Ne lui laissait qu’un rayon

Pour percer la terre en lambeaux entre les racines courant sur le sol.

[…]

XXIX

Me voilà allongé nu sur une lame,

Toute mon âme secouée

Par la lutte attendue et pourtant surprenante,

Un martyre de la béatitude.

Bien que la mort soit venue, je pourrais l’embrasser dans la vie ;

Bien que la vie soit venue, je

Pourrais l’embrasser dans la mort, et toutefois, ni vivre ni mourir !

XXX

Pourtant, je ne suis que le petit enfant, le père, la mère,

Mais également aucun de ceux-là ;

Car à présent le chaos cosmique du JE SUIS

Éclate comme une bulle. Mystique

La nuit descend, une flamme vacillante

S’essaie à serpenter,

Pour être un signe pour ceux qui n’ont encore jamais été.

XXXI

Dans l’univers que j’ai mesuré avec ma canne.
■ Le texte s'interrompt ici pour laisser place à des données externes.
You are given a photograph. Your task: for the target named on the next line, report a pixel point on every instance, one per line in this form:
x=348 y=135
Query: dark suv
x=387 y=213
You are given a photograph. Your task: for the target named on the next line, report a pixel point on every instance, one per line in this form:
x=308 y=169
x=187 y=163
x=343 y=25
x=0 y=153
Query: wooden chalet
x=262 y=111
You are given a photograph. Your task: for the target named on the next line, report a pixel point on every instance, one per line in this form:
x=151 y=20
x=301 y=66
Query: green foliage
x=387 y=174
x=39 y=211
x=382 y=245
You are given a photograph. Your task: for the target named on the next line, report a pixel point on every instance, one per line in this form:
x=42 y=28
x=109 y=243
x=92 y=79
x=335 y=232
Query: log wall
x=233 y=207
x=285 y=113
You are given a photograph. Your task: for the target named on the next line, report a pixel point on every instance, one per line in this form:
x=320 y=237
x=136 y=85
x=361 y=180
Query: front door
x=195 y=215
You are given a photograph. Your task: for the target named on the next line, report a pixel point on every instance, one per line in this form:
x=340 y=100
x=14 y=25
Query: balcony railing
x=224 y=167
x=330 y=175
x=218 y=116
Les Noirs équilibraient exactement les Blancs ;

Satan se laissa tomber même après avoir grimpé jusqu’à Dieu ;

Les putes prient et dansent avec des prêtres.

Donc, dans mon livre, le pair correspond à l’impair

Nul mot que j’y ai écrit

Qui ne soit scellé avec le sceau du bouc.

XXXII

Cela aussi je le scelle. Lis ceci, toi

Dont les yeux sont aveugles ! Puisses-tu distinguer

Dans la roue (qui semble toujours tourner

Dans toutes les directions) un point d’or statique.

Puisses-tu alors t’en extraire et t’établir dans

Cette Sphere ultime

Que l’éloignement illimité rend infiniment proche.

(Texte original disponible sur PoemHunter.com)

Plus sur le sujet :

Aleister Crowley & Austin Osman Spare, Melmothia, 2010.

Notes

[1] D’après Kenneth Grant (Images et oracles d’Austin Osman Spare), le nomen, « Yihoveaum », semble avoir été composé par Spare à partir du Tétragramme (le Nom Sacré de Dieu pour les juifs : YHVH) et du mantra « Aum ».

[2] L’Astrum Argentum était alors une organisation beaucoup plus petite que la Golden Dawn et Spare aurait été sans doute surpris d’apprendre qu’il en était le septième membre. Lors de la sortie du premier numéro de The Equinox en mars 1909, l’Ordre comptait seulement trois membres officiels – c’est-à-dire ayant ratifié la charte : Aleister Crowley lui-même, John Frederick Charles Fuller et Victor B. Neuberg.

[3] « An artist, can’t understand organisation or would have passed ».

[4] « Discord in the Garden of Janus, Aleister Crowley and Austin Osman Spare », Keith Richmond. In Austin Osman Spare: Artist – Occultist – Sensualist, Beskin Press, 1999. Sur le site LAShTAL.

[5] Crowley parlait généralement de lui-même à la troisième personne.